With only months of programme support remaining, Kenya's National Syndemic Diseases Control Council has warned that new HIV infections could rise from 16,752 to over 58,000 per year if these funding gaps are not urgently addressed.
The country urgently needs Sh5.24 billion to maintain services until June and an additional Sh13.5 billion for the 2025/2026 financial year as it seeks to transition to domestic funding.
In 2023, nine million people living with HIV did not receive life-saving treatment and 630,000 died from AIDS, underscoring the urgent need for an effective, coordinated response.
At the 2025 PLHIV Leadership Summit, convened by GNP+ and bringing together more than 30 PLHIV network leaders from around the world, leaders highlighted systemic issues, including the lack of meaningful engagement with PLHIV in shaping national sustainability roadmaps, fragmented health systems that fail to integrate HIV into primary care, and a growing disconnect between donor strategies and real-world needs.

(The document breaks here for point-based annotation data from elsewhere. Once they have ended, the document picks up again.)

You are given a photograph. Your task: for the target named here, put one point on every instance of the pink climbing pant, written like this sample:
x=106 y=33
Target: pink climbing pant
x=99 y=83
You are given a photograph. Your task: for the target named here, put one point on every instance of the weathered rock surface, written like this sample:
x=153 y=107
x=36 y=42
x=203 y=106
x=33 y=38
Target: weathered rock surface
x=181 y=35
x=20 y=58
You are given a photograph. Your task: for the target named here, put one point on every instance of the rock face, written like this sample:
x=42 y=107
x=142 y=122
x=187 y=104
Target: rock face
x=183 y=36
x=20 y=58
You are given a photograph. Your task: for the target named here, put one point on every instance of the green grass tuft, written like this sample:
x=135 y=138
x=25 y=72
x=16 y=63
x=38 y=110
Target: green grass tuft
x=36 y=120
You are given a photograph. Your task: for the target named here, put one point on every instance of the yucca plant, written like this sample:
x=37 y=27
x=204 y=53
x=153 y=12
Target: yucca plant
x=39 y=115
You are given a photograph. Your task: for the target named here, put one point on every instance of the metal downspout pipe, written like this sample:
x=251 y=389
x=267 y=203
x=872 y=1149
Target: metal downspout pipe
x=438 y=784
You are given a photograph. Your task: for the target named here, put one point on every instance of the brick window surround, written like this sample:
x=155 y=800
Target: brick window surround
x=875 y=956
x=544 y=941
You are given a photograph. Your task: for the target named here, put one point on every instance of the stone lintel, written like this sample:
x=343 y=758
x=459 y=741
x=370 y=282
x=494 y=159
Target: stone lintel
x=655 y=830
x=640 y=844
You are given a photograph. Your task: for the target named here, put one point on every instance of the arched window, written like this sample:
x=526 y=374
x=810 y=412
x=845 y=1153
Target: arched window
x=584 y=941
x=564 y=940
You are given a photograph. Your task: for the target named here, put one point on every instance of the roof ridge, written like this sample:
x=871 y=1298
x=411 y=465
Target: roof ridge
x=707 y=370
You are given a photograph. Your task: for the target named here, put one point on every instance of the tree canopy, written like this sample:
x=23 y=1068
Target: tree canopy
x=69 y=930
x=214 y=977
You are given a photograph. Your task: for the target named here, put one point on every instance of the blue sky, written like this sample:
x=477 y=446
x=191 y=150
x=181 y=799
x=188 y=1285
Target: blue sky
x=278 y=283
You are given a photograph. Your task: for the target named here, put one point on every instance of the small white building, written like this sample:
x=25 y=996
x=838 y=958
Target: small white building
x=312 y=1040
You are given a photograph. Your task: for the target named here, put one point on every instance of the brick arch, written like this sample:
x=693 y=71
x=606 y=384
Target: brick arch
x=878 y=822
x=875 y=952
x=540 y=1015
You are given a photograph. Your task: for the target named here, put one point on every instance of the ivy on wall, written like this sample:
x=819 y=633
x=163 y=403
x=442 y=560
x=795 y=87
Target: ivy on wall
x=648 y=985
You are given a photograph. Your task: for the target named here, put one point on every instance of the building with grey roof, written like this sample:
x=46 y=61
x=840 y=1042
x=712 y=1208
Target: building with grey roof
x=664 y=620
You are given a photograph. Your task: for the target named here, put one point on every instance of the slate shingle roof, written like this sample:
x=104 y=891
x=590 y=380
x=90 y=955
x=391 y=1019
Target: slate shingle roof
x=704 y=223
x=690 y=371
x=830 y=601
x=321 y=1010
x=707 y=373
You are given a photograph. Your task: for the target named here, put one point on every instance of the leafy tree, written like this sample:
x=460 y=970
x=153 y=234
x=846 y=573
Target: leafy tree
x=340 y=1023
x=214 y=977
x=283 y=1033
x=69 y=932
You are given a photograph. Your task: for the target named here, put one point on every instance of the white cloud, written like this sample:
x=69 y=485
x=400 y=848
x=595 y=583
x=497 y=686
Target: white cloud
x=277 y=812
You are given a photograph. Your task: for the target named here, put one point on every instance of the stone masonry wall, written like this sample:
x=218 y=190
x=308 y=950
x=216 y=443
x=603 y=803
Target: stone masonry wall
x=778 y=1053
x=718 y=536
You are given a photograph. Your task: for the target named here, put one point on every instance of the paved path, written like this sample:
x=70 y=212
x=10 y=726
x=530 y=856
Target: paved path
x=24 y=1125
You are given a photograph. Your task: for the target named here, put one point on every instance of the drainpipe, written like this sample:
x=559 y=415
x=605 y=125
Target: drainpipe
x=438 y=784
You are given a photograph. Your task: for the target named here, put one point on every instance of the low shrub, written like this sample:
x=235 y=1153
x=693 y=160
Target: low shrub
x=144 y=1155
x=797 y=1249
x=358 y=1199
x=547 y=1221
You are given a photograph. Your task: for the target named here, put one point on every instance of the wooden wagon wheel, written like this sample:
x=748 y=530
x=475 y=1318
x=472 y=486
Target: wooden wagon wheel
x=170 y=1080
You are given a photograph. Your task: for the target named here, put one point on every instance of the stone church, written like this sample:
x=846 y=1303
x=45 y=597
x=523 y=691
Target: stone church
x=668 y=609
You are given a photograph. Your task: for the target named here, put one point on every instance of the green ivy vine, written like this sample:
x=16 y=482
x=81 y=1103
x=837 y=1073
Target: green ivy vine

"Governments and country stakeholders have the authority and existing systems that serve as a gateway to sustainability. The HIV response needs to be redesigned for delivery within government multi-sectoral national systems, with strategic investments in data, supply chains, laboratory services and community health to protect the HIV response," said Dr Nduku Kilonzo of Yemaya Health Advisory.
"The lives of over 40 million people living with HIV worldwide are more than just statistics. GNP+ underscores the need for a collective effort to reimagine strategies for sustained access to treatment, ensuring that people not only survive, but thrive. The message 'Undetectable = Untransmittable' highlights the importance of achieving viral suppression for both individual health and prevention," added Florence Anam, co-director of GNP+.